Chacun de nous fait l’expérience, au moins à certains moments, que la vie s’écroule. On perd ses illusions. La mort d’un proche. Une catastrophe, comme celle que nous commémorons ici et qui frappa durement les contemporains, non seulement dans la région ou le pays, mais jusqu’en Italie, par exemple. Et puis, il y a la menace de ma propre mort, qui déchire les sécurités de mon univers bien établi. Je ne peux m’empêcher de penser que ce monde n’est pas juste, qu’il va y avoir encore des attentats, qu’il va y avoir la guerre, que le « système » va casser, ou qu’il faudrait le casser…

Les humains ne cessent pas de se fabriquer des menaces apocalyptiques. Imaginaires au cinéma, mais hélas aussi bien réelles, dans les folies sanglantes et absurdes, les fanatismes violents et simplistes. Nous pouvons avoir en Occident le sentiment d’appartenir à un monde plein de questions angoissantes, mais qui pense même que ça n’a sans doute pas de sens de se les poser, et qui constate que si la technologie et la technoscience progressent, les civilisations, elles, se dissolvent et se désintègrent. Je peux penser et dire que si Dieu existait, il ne serait pas permis que les choses se passent ainsi. Je peux dire qu’il vaut mieux ne plus croire à rien. Peut-être même qu’il n’y a rien, qu’il vaut mieux s’en foutre… et jouer avec tout, y compris avec ma propre vie…

Dans cette célébration qui nous réunit, et en ce lieu particulièrement, nous déposons toutes ces perspectives et ces questionnements aux pieds du Seigneur. Et lui répond. Mais il faut accepter que ce n’est pas une réponse qui nous permettrait simplement de tirer les choses au clair, comme on peut résoudre un calcul avec une calculatrice enfin vraiment performante.

Jésus commence par dire, nous venons de l’entendre : «Sois sans crainte, petit troupeau … »

De dimanche en dimanche dans la liturgie, nous suivons Jésus sur la route.
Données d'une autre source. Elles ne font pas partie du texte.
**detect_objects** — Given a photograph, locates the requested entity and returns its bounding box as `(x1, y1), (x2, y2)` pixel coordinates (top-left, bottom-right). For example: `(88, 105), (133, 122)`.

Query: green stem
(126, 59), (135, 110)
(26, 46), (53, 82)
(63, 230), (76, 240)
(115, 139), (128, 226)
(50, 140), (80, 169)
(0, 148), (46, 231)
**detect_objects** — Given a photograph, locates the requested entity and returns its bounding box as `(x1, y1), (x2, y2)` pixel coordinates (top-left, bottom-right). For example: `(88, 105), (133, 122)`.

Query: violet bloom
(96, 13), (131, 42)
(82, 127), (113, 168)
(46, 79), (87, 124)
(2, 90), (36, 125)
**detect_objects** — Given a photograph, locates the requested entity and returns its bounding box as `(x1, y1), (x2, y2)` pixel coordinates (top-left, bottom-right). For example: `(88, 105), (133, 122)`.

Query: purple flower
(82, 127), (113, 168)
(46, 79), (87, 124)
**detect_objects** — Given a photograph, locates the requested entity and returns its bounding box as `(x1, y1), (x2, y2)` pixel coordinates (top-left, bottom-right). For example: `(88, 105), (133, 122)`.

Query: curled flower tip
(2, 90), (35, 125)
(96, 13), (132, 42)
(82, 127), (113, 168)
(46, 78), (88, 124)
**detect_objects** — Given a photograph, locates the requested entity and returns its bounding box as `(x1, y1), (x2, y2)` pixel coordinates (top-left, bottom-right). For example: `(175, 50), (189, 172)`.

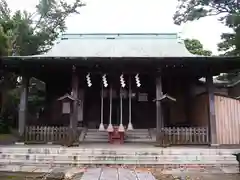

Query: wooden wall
(215, 95), (240, 144)
(190, 94), (208, 127)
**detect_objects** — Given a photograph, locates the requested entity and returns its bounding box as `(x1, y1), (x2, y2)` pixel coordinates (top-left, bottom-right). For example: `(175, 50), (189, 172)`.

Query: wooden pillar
(206, 74), (217, 146)
(156, 76), (163, 143)
(18, 76), (29, 137)
(70, 66), (79, 141)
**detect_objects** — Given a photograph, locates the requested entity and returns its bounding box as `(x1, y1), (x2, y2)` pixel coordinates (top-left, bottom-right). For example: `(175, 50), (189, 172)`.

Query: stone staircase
(83, 129), (155, 143)
(83, 129), (108, 143)
(0, 146), (240, 168)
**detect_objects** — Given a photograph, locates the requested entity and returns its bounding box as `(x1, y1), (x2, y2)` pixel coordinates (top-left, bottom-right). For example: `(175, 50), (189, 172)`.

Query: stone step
(0, 153), (238, 165)
(0, 145), (240, 156)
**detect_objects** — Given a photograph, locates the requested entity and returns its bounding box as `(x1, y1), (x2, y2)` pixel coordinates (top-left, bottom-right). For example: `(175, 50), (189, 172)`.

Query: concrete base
(0, 144), (240, 170)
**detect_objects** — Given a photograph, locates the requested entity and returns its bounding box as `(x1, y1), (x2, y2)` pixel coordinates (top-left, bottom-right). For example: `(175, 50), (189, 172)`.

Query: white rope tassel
(107, 87), (113, 132)
(118, 91), (125, 132)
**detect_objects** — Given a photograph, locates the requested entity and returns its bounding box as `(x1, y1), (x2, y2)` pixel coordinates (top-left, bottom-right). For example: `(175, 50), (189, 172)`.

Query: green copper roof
(32, 33), (195, 57)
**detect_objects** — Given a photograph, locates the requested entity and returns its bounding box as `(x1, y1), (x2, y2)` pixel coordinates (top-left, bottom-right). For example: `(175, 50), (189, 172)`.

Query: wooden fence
(24, 126), (81, 145)
(162, 127), (209, 145)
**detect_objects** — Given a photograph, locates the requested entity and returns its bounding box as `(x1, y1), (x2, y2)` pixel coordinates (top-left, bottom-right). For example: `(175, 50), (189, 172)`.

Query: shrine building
(1, 33), (240, 145)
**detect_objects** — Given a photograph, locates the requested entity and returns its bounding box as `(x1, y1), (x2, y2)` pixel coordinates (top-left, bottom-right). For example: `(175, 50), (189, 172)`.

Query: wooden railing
(162, 127), (209, 145)
(24, 126), (81, 145)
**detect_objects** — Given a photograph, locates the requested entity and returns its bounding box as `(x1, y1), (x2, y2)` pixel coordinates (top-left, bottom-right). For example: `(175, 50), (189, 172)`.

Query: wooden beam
(18, 76), (29, 138)
(206, 74), (218, 146)
(156, 76), (164, 143)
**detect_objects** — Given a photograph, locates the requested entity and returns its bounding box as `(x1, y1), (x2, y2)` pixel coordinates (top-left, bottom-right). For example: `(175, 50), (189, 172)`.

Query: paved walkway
(79, 167), (156, 180)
La route qui est la sienne… et aussi notre route. Les deux se croisent tout le temps. Nous l’observons, nous l’écoutons, nous mettons nos pas dans les siens, nous tentons d’entrer dans son style, dans sa manière.

Il ne nous donne pas une vision alternative. Il ne nous dit pas de fuir, d’aller nous réfugier dans un univers de substitution. Il nous donne une attitude de foi : sans crainte traverser l’illusion – et la perte des illusions – debout ; traverser la frayeur à sa suite en enfants du Père, non pas en s’armant de biens et de sécurités, ni en se barricadant dans l’indifférence, ni en tombant dans le sommeil de l’hébétude ou du désespoir, mais en demeurant dans la veille : « restez en tenue de service, vos lampes allumées. » Veiller, la lampe allumée : un acte de foi qui exorcise les fantômes et les fantasmes !

Car « votre Père a trouvé bon de vous donner le Royaume » dit Jésus. Frères et sœurs, est-ce que j’exagère si je dis qu’il y a là quelque chose de subversif par rapport aux évidences, à ce que nous croyons communément et que nous n’interrogeons pas : l’idée que chacun fait sa vie, se construit lui-même, que chacun est son propre centre. Dans ce cercle – qui peut d’ailleurs être vertigineux voire infernal pour d’aucuns, voici précisément une brèche : il y a avant tout quelque chose qui nous est donné, un fondement qui est un don et qui introduit une disproportion entre ce que je peux raisonnablement espérer de la vie et la Promesse qui y est offerte et qui me permet d’être libre de toute attache.

Quelle est la place que nous accordons à un tel trésor ? Car « là où est notre trésor, là aussi est notre cœur. » Quelle est notre hospitalité pour ce qui est de l’ordre de la Promesse en nous-mêmes et en chaque être humain et qui ne pourra se révéler que parce que nous y croyons ? Quelle est notre attention pour ce qui est de l’ordre de la Promesse dans les circonstances que traverse notre société ? Quel accueil réservons-nous à ce qui relève, dans tous les domaines, du crédit accordé à la vie, parfois si fragile et si malmenée ? Au-delà de notre scepticisme réaliste par rapport à la construction d’un futur idéal, quelle est notre « veille » pour accueillir l’avenir qui, comme le mot le dit, est un don qui « advient » ?

C’est là une interrogation à toute notre société. Non pas une critique du haut de je ne sais quelle certitude. Une interrogation, qui fait l’effet d’une bonne douche rafraîchissante quand nous transpirons.